Cosmic Brownie Recipe
Equipment
- 8×8 inch pan
- Whisk
- Microwave safe bowl
- Small saucepan
Ingredients
For the Brownies:
- ¾ cup unsalted butter cubed (170g)
- 4 ounces chopped chocolate bittersweet (113g)
- 1 cup granulated sugar (200g)
- ⅓ cup packed light brown sugar (74g)
- ¼ cup unsweetened cocoa powder (25g)
- 1 teaspoon vanilla extract
- 2 large eggs room temperature
- 1 large egg yolk room temperature
- ¾ cup all-purpose flour (90g)
- 1 tablespoon cornstarch
- ¾ teaspoon salt
For the Frosting:
- ½ cup semisweet chocolate chips (90g)
- ⅓ cup heavy cream (80ml)
- 1 tablespoon rainbow candy-coated chips
Instructions
For the Brownies:
- Preheat the oven to 350°F. Lightly grease an 8×8-inch baking pan with butter or baking spray and line it with parchment paper.
- In a small saucepan, combine the butter and chopped chocolate. Place over medium-low heat and cook, stirring occasionally, until both are fully melted. Transfer the mixture to a large mixing bowl.
- Add the granulated sugar, brown sugar, cocoa powder, and vanilla and whisk vigorously until smooth. Add the eggs and egg yolk one at a time, whisking until each one is combined before adding the next.
- Add the flour, cornstarch, and salt and gently fold the dry ingredients into the chocolate mixture using a silicon spatula until no dry streaks remain. Transfer the batter to the prepared pan and smooth it into an even layer.
- Bake for 35 to 40 minutes or until the edges are set and a toothpick inserted in the center comes out with a few moist crumbs.
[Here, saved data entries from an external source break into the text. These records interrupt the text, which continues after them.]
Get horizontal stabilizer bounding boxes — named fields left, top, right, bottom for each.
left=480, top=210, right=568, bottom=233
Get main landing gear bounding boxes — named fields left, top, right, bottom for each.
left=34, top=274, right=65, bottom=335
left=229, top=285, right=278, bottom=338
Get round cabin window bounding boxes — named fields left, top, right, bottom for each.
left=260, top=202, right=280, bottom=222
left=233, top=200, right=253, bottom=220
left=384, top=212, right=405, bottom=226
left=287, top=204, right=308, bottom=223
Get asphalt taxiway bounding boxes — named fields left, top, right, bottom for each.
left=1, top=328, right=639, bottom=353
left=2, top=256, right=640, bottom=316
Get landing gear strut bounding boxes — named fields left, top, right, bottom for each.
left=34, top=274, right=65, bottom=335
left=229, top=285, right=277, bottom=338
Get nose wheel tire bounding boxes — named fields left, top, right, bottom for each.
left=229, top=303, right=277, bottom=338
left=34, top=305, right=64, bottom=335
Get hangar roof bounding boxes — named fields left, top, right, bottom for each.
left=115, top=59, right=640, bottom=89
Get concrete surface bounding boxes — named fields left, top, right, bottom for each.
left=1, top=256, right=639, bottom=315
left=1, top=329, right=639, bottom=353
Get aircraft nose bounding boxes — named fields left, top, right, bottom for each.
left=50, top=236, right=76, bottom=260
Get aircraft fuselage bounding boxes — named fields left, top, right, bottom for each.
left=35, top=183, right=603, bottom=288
Let the brownie layer cool completely in the pan.
For the Frosting:
- Place chocolate chips in a medium heatproof bowl and set aside.
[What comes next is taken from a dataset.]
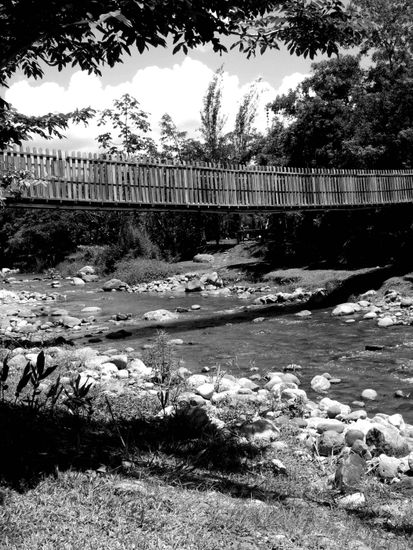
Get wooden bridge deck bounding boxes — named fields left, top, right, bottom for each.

- Heat the cream in a small saucepan over medium-low heat until very steamy, 1 to 2 minutes. (Do not boil.) Pour the hot cream over the chocolate chips, and set aside for 5 minutes for the chocolate to melt.
- Stir the chocolate and cream together until fully combined and smooth. If a few pieces of chocolate remain, microwave at 50% power for 10 seconds at a time, then stir until smooth.
- Pour the frosting over the cooled brownies and spread it into an even layer. Refrigerate for 20 minutes or until frosting is mostly set but not hard on top. Sprinkle the candy-coated chips on top. Chill for another 10 minutes before slicing.
Notes
- Use the parchment to lift the brownie slab out of the pan for easier slicing. This will help cut even, clean slices, and you won’t risk damaging your pan with a sharp blade.
Nutrition
Achieving The Iconic Look Of Cosmic Brownies
To create that instantly recognizable cosmic brownie from childhood, start by chilling the brownies in the fridge until firm—this makes for cleaner, sharper edges. Cut the cooled brownie slab in half lengthwise, then slice each half crosswise into four equal pieces to make 8 rectangles. (Use a sharp knife warmed under hot water and dried to slice, wiping the blade down after each cut.)
To mimic the original even further, use a skewer or toothpick to gently press a line down the center of each piece.
How To Store
Cosmic brownies can be stored at room temperature if you plan to enjoy them within a couple of days. Keep them in an airtight container to prevent them from drying out.
For ultra-fudgy and chewy brownies, stash them in the fridge! The cooler temperature and high humidity firm up the texture and make them even more decadent. They should keep well for up to a week.
Frequently Asked Questions
Absolutely! Cosmic brownies freeze beautifully. Just wrap each piece tightly in plastic wrap (but without squishing it) and pop them in a freezer-safe bag or container. They’ll keep for up to 2 months—perfect for chocolate cravings on demand. Let them thaw in the fridge or at room temperature when you’re ready to enjoy.
Sure! If you want to use a 9×13 pan, double the recipe and check the doneness with a toothpick. They may need a few more minutes to bake thoroughly.